After seeing "The king ruled" many times, the gradient pushes the embedding for "king" closer to other words that appear before "ruled." After seeing "The queen ruled," the gradient pushes "queen" in the same direction.

But the model also sees "The king and his wife" and "The queen and her husband." These examples create gradients that push "king" and "queen" apart in a specific direction (gender). Meanwhile, "The man and his wife" and "The woman and her husband" create the same directional separation between "man" and "woman."

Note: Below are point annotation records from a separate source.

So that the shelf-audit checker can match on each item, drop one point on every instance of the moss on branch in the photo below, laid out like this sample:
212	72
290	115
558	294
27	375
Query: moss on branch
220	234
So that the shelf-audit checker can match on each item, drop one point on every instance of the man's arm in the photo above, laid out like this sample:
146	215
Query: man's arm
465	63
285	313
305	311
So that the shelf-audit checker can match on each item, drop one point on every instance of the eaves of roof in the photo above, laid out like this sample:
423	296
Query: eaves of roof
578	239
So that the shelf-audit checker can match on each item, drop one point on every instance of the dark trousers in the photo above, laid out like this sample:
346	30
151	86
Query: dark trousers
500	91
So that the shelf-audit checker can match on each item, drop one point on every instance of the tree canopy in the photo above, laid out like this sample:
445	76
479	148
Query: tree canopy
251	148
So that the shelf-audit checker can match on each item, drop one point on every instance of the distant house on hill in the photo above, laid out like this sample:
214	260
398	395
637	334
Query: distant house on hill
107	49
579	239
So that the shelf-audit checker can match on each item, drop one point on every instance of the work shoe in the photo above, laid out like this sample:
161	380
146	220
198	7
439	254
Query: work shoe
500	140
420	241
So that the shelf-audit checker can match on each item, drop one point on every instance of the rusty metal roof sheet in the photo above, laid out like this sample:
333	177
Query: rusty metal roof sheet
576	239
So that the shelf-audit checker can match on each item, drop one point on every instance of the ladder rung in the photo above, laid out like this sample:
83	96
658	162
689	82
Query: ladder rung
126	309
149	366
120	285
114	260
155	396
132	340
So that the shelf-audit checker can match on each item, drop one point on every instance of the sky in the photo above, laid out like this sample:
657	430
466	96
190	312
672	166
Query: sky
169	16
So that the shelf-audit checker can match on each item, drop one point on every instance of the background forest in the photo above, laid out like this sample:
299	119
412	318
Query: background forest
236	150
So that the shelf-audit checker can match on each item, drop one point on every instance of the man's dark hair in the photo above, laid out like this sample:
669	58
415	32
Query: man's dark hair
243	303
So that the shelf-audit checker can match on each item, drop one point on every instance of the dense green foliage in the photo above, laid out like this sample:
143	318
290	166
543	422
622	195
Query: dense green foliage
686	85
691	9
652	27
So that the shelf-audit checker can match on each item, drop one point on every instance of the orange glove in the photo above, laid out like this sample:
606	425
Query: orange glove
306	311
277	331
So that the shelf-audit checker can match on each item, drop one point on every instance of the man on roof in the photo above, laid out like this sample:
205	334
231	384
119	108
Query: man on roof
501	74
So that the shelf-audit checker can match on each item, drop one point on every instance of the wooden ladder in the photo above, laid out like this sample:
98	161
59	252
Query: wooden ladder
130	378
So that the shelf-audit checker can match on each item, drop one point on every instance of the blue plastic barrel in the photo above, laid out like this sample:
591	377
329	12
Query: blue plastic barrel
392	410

The parallelogram structure emerges because it satisfies both constraints simultaneously. Gradient descent finds the geometric arrangement that minimizes total loss across all training examples.

5. Why Not Just Clustering?

Clustering algorithms like k-means would group similar words together, but they wouldn't create the compositional structure. Here's why:

Clustering optimizes for similarity: Put similar items in the same cluster
LLM training optimizes for prediction: Arrange embeddings so probability calculations are accurate and efficient

Clustering might put "king" and "queen" near each other (they're similar). But it has no reason to ensure that the direction from "man" to "woman" matches the direction from "king" to "queen." That structure only emerges when you're trying to predict next words and you discover that reusable directional components reduce loss.

Furthermore, clustering operates on a fixed notion of similarity (usually cosine or Euclidean distance). LLM training learns what similarity means by adjusting embeddings to make the prediction task easier. The geometry is learned end-to-end, not imposed.

6. The Role of Context: Beyond Static Embeddings

Early word embeddings (Word2Vec, GloVe) assigned one vector per word. But this fails for words with multiple meanings:

"I went to the bank to deposit money" (financial institution)
"I sat on the river bank" (edge of water)

Modern LLMs use contextual embeddings where the same word gets different vectors depending on surrounding words. This is what the transformer architecture does with its attention mechanism.

Attention as Geometric Mixing

The attention mechanism computes how much each word in the context should influence the embedding of the current word. Mathematically:

Each word starts with an initial embedding
The model computes attention weights: which other words are relevant?
The final embedding is a weighted combination of all words' contributions
These combined embeddings are used to predict the next word

For "bank" in a financial context, the model attends to words like "deposit," "money," "account." These pull the embedding toward the financial region of space. For "bank" in a geographical context, words like "river," "water," "shore" pull it toward the geographical region.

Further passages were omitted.